Ahh. I’ll need to borrow an Android again - I’ll update when I know more.

If it’s any help, the wiring inside looks like this:


#7

Okay, here’s some more info:

*NFX Semiconductors
*MiFARE Classic EV1 (MF1S50)
*Multi-application card (*Unknown application 0x0401, *Card Administration)
*MF1S503xX/V1
*ISO/IEC 14443-3 (Type A) compatible
*ISO/IEC 14443-2 (Type A) compatible
*Size: 1 kB


#8

That looks like you’d have to use a flexM1 to do that.


#9

Mjah. I was afraid that would be the case.
Another idea is to maybe ask the ID-making department if they would be willing to program the chip for me. Would that be possible? (in the technical sense). And if so, which chip should I then get? I’m guessing the procedure would be the same whether it’s an ID-card or a chip.

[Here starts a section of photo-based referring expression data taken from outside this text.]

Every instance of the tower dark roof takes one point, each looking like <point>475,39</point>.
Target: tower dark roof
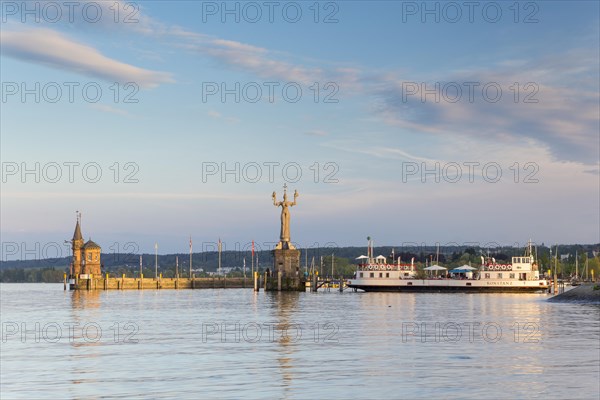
<point>91,245</point>
<point>77,234</point>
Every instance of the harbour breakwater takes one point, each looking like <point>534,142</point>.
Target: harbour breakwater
<point>124,283</point>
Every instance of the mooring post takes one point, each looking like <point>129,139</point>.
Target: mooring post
<point>279,276</point>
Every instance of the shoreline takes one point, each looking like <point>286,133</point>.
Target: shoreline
<point>581,294</point>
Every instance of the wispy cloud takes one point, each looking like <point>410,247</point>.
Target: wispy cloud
<point>316,132</point>
<point>110,109</point>
<point>565,117</point>
<point>54,49</point>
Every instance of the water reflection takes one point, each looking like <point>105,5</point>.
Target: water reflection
<point>552,354</point>
<point>285,307</point>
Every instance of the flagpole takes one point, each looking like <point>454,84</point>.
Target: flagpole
<point>219,272</point>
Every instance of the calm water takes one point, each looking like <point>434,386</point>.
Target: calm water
<point>234,343</point>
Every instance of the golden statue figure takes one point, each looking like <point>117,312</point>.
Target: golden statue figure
<point>285,217</point>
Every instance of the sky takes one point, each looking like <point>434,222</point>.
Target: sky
<point>409,122</point>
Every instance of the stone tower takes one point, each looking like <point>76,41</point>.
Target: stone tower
<point>86,257</point>
<point>91,256</point>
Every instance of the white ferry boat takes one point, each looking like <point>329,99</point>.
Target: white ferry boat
<point>374,274</point>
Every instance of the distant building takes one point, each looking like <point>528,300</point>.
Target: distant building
<point>86,256</point>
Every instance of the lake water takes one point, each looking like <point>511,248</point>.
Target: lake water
<point>234,343</point>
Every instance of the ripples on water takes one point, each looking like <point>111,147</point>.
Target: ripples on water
<point>348,345</point>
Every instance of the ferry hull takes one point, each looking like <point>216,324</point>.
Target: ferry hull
<point>438,286</point>
<point>450,289</point>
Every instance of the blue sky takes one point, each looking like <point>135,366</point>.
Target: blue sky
<point>393,72</point>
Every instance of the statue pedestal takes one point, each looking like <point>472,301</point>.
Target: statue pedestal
<point>287,261</point>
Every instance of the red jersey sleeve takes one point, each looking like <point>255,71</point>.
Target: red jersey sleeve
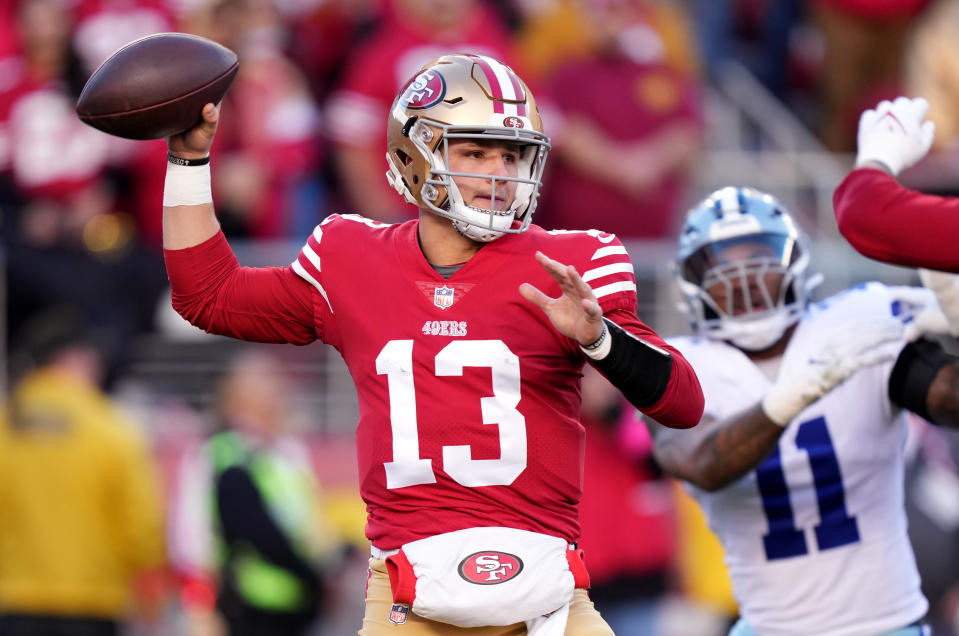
<point>888,222</point>
<point>261,304</point>
<point>682,403</point>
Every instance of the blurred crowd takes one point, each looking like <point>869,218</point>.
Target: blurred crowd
<point>622,86</point>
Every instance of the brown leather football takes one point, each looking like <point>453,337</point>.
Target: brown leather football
<point>157,86</point>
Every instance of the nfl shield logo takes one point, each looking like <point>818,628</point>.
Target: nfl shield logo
<point>443,297</point>
<point>398,614</point>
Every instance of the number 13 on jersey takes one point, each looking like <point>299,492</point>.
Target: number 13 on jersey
<point>408,468</point>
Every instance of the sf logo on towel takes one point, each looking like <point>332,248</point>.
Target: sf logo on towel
<point>490,567</point>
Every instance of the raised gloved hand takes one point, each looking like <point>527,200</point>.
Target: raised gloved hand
<point>920,310</point>
<point>946,288</point>
<point>806,375</point>
<point>894,133</point>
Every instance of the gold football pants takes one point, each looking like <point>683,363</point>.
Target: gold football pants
<point>584,620</point>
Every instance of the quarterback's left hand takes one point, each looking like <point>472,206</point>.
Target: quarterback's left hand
<point>576,312</point>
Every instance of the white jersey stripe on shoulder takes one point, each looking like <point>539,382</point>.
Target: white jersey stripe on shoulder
<point>299,269</point>
<point>609,250</point>
<point>311,256</point>
<point>606,270</point>
<point>612,288</point>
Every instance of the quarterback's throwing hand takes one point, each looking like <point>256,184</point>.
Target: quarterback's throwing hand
<point>576,312</point>
<point>195,143</point>
<point>894,134</point>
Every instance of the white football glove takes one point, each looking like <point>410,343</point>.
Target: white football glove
<point>921,311</point>
<point>946,288</point>
<point>894,134</point>
<point>805,376</point>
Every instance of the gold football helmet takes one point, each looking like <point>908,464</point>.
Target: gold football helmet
<point>465,97</point>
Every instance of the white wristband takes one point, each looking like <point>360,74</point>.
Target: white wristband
<point>600,348</point>
<point>187,185</point>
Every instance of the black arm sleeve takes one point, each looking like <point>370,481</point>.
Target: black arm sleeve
<point>244,517</point>
<point>912,375</point>
<point>638,369</point>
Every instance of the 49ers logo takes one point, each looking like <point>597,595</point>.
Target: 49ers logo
<point>489,568</point>
<point>427,89</point>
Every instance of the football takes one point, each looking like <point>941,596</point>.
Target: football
<point>157,86</point>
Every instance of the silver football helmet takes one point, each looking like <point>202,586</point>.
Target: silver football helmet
<point>742,268</point>
<point>465,97</point>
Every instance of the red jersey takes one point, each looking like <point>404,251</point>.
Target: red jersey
<point>888,222</point>
<point>469,397</point>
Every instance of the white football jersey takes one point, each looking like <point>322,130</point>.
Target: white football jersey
<point>815,538</point>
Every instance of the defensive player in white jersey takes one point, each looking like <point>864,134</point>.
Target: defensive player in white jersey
<point>465,340</point>
<point>798,460</point>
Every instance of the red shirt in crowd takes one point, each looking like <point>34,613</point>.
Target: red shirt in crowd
<point>629,102</point>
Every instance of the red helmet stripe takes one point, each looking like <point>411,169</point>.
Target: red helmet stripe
<point>494,83</point>
<point>518,92</point>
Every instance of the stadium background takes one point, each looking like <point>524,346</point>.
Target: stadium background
<point>80,212</point>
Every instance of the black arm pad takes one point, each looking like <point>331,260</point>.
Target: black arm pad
<point>640,370</point>
<point>912,375</point>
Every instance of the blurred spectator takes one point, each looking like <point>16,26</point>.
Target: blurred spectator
<point>80,513</point>
<point>863,64</point>
<point>103,26</point>
<point>626,514</point>
<point>247,521</point>
<point>757,33</point>
<point>410,34</point>
<point>932,70</point>
<point>81,250</point>
<point>45,151</point>
<point>267,172</point>
<point>630,131</point>
<point>932,505</point>
<point>323,34</point>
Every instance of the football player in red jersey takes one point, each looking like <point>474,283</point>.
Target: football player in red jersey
<point>465,332</point>
<point>885,220</point>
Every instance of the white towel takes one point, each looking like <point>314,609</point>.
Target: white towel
<point>553,624</point>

It’s weird, since usually my workplace is 100% shit with their choices in security/IT stuff - and then for this they oddly enough didn’t screw it up. Why?! :sweat_smile:


#10

Not necessarily - the Mifare Classic series is old and EOLed but pretty cheap. It all depends on the readers and the config - sometimes you can get away with using a ultralight on a Mifare classic system but other times you can’t. It all depends on the reader. If you can find a model number or a datasheet we could help you a bit more. I’ve personally never heard of this vendor of RFID readers but it’s possible you’re not in the US where I’m most familiar with readers.


#11

Nope, not US :slight_smile:
There aren’t any visible model numbers on any of the readers. The “ARES” ones have several different readers that look identical, so that’s going to be a lost cause to find the right one. The round ones, however, only have one 13.56 model on the website. Here’s all the specks I could find (not sure if that’s what you’re after):

  • 12VDC, 150mA, 1.8W
  • Input: 3 TTL (light diodes)
  • Output: 2 open collector (data)
  • Protection class: IP65
  • Reading frequency: 13.56 KHz
  • Reading distance: 9 cm (ISO cards)
  • Encryption: Possible, if needed (using Secure Access Module)
  • Touch free technology to use with ISO card (with magnetic strip)
  • “Open system”/cost efficient; Can be installed/maintained by different installers if wanted. Reading technology is based on “open standards”, so that key cards can be made by any chosen vendor. Every key contains a unique identification number (It does not use site codes or running identification codes, that otherwise binds the user to a specific card vendor).
  • Readers are not centralized - every door is controlled by it’s own unique card reader in a closed installation (only connection is a common 2-leading communication cable). All control panels can communicate with the administration PC in real time (connected via COM-port, modem, network or internet). The PC/communication system doesn’t take part in the access control by itself - and can be turned off.
  • The reader only contains the needed technology to read the key. The reader sends the identification key to the control unit, which then determines if the key has access.

Everything is loosely translated, as I’m not sure what the proper english terminology would be :slight_smile:


#12

Also - Is there any specific info you are after? Because then I guess I could also just reach out to the vendor and ask. The datasheets I’ve found are very sparse - mostly working temperature range, dimensions and stuff like that.


#13

Another thing…
When I borrowed the Android, I was able to scan the card using the same app as below (not my screenshot):

In my read there were no reading errors, 10+ sectors, lot’s of 0’s similar to above - except for the first couple of sectors that included, what I’d asume, is my unique identifier.
In my mind, that means it’s readable? And if it’s readable, it’s copy-able? Or?


#14

Basically I want to know if it’ll support Mifare Ultralight tags, specifically the NT216 without drastic changes to software or hardware. I’ve installed and maintained readers that either a) will only read Mifare Classics, b) will read both but put them in different formats, or c) read both but put them in the same format.